For Love of the Game: Part I

When I lived in greater Cincinnati, I went to Reds games all the time. I could walk to the stadium from my place in Northern Kentucky. When I worked for someone else, I was in marketing and I often got the company seats for games. A few people that I worked with or were friends with had season tickets but couldn’t go to every game. In addition, I’d occasionally be glad-handed by clients, and then there was always the general “we have one extra ticket” that comes from friends.

Somehow, I ended up being the recipient of free tickets to baseball games from just about anyone who had extra tickets, ever. Kind of funny, now that I think about it. I can’t remember my personal best for the number of Reds games attended in one week. I think it was six. And I have no recollection of ever paying for a ticket. Ever.

I love baseball. Love it. And it’s just, IMO, a great way to spend an afternoon or an evening with friends and family. My brother has season tickets to Giants games. He and his friends are doing that thing that people do where they visit all of the stadiums. One time, they flew from San Francisco to Boston for one game, and flew back the same day. Cool. It’s on my list, you know? Calling my brother to talk about an upcoming trip to the Bay area quickly ran into a “well, when do you have tickets?” discussion. Because as long as I am there… we might as well go.

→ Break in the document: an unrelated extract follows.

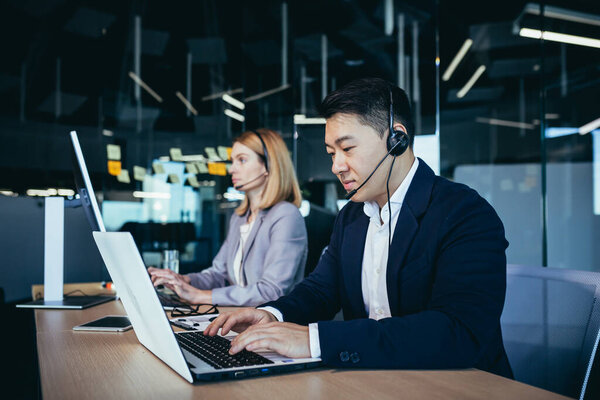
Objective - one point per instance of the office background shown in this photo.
(513, 116)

My brother and I call each other from sporting events. I don’t know why. I think he started it. But now, whenever I am at a game, be it major league baseball or college football, I have to call him and tell him about the seats, the terrible calls and where I am sitting (when I was at Reds games and thought he might see me on TV).

People back east keep asking me why there’s no MLB in Portland. My response: Well. Did we all FORGET what a BIG FREAKING DEAL it was to get a new stadium? How many people had BIG HUGE conniptions over the costs of TWO stadiums? And you can’t understand why a town like Portland that has never had a MLB stadium can’t get behind getting one stadium built?

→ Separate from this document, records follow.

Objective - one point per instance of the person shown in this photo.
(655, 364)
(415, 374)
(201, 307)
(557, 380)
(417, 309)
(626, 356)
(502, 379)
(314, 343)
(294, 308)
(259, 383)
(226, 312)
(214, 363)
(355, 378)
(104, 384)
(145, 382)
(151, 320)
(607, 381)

It costs $200 to watch MLB from most markets on TV through Comcast, the local cable company. I really only want to watch Cincinnati, San Francisco, the Cubs and maybe the Indians. Cubs games pop up on WGN fairly frequently. Indians not so much. Cincinnati and San Francisco, not at all. $200! I don't know if I can justify that expense. But I didn’t realize how much I would miss watching the games.

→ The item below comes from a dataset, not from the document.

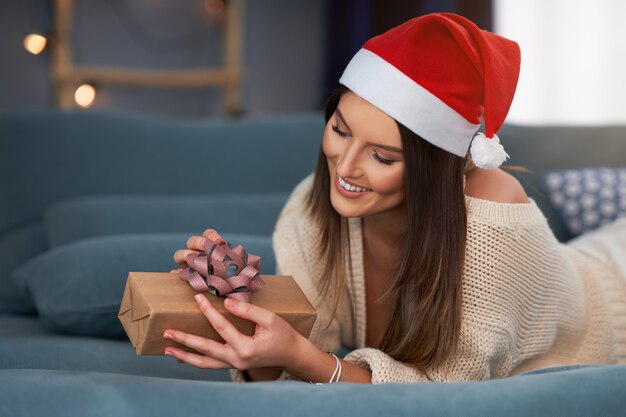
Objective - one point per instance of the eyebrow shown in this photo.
(386, 147)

I have been trying to get on board with Seattle. But I just can’t get any enthusiasm for their team. So meanwhile, I am trying to get interested in the local Triple-A team, the Beavers. Maybe it goes without saying, but I’ll say it anyway: Portland needs an MLB baseball stadium.

Build it, and they will come. Yeah, I know. That’s pretty hokey. But there are so, so many benefits to having a major league baseball team in the rose city. I’m going to have to keep reading to learn more about the purported pros and cons to find out exactly where Portland stands on building an MLB stadium. It’s right up there with trying to figure out why there hasn’t been enough riverfront development here. Meanwhile, sigh. I’ll catch the Mariners-Yankees game on TV today. And keep planning that trip to San Francisco.

I know this topic will continue to perpetuate the blog. The longer that I live in Portland, the more that I’ll learn about the MLB stadium backstory. So for now, this is just Part I of what is sure to become a regular blog kvetch on the rose city journal.